First among these facts is that although the price you see quoted at any given moment is based on some expectation of what might occur in the future, it is still something you feel as though you should react to now. The best way to understand this blind obedience is listen to the analysts speak on any one of the business news outlets. Depending on the source, that information has already been built into the price of whatever stock they are talking about and their clients have already decided whether to do something or not.
Second is the information is based on what has happened, called a lagging indicator and any validity concerning the information is just a guess that whatever happened will allow the investor to predict what will happen in the future. Analysts are good at crunching numbers and building expectations. But they do not do a great job at predicting events.
The third is the inevitability of outliers. Analysts build their assumptions based on normal. Normal, something that few of us could recognize if it was standing in front of us, is a continuation of current and past performance that will continue in much of the same fashion for days, months or years. There is always a margin for error in the wrong-headed thinking that change will not happen, that things will always be the same and that what happened in the past – even though the average investor knows all to well the disclaimer about relying on past performance as some indicator of the future – is in fact an indicator of things to come.
Most of us fail to realize that there are only two participants in the marketplace: buyers and sellers. As the markets move up, buyers become fewer (based on the assumption that everyone who wants to own it, already does) and that sellers (those with profits to be taken) are the most likely players left. In order for you to buy something in the marketplace, someone has to sell something.
But few of us question why the sellers are selling. We are just thrilled that we could have made the purchase. When a market surges forward and upward, buyers become fewer. Then some sort of bad news arrives and everyone panics, in unison. The world is going broke, the recession will double dip or a stock or its sector which was once priced for perfection is no longer seen as perfect.

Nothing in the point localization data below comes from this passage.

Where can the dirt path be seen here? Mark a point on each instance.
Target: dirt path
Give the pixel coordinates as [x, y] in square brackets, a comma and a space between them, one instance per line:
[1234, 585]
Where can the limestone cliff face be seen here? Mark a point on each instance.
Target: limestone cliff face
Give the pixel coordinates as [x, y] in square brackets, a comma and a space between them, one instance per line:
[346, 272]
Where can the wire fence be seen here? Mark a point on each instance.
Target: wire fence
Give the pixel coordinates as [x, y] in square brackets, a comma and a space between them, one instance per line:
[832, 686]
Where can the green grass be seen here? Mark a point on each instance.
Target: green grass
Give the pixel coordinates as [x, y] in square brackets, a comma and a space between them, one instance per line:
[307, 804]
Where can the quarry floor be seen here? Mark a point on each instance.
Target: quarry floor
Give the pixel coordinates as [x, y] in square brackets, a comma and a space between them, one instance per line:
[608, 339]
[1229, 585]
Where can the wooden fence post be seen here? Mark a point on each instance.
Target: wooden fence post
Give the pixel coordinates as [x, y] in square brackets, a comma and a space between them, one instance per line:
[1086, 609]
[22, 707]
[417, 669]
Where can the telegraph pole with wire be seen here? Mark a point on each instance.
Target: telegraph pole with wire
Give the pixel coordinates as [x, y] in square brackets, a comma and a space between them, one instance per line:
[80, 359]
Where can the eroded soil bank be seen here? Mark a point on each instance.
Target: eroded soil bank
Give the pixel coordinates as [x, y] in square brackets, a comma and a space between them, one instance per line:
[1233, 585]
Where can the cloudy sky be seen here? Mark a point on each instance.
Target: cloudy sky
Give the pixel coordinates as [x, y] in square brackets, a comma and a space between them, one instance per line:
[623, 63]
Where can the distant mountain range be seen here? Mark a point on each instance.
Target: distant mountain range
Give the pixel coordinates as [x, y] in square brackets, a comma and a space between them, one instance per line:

So how should you react if you are planning for retirement? In the current environment, any money in individual stocks should not be counted on for any sort of long-range retirement plan. This doesn’t mean that you should go conservative either. But for the next several years, as this financial crisis plays itself out, a small basket of stocks will be the most vulnerable. Savvy investors know that riding a trend higher is the easy part; finding an exit is another thing altogether.
The easiest solution is to find the exit now. Even with the expenses and jagged performance that actively managed mutual funds are known to have, it will still be the best place to be. Index funds, known for their yearly rebalancing, a process of selling losers and buying winners, will trend sideways during turmoil because of this skewed methodology. ETFs will roil the market further as investors buy in and out at such a rapid pace, no average long-term investor is safe. (Long-term is now more than six months.)
And bonds and the funds that buy them will be pushed to higher prices than they are worth, which makes buying now a pursuit for the top of a trend. As more people flock to this safe haven, they do so in complete ignorance of the maturity wall that many of these securities will hit next year.
So find a good allocation number or percentage and begin to feed these funds in your 401(k), IRA or whatever hybrid of the two you chose, spread across a diverse universe. You may lose money if things get really bad, and the potential is definitely there, but you will avoid much of what the individual investor will experience during the same time frame and you could make more than your conservative cohorts.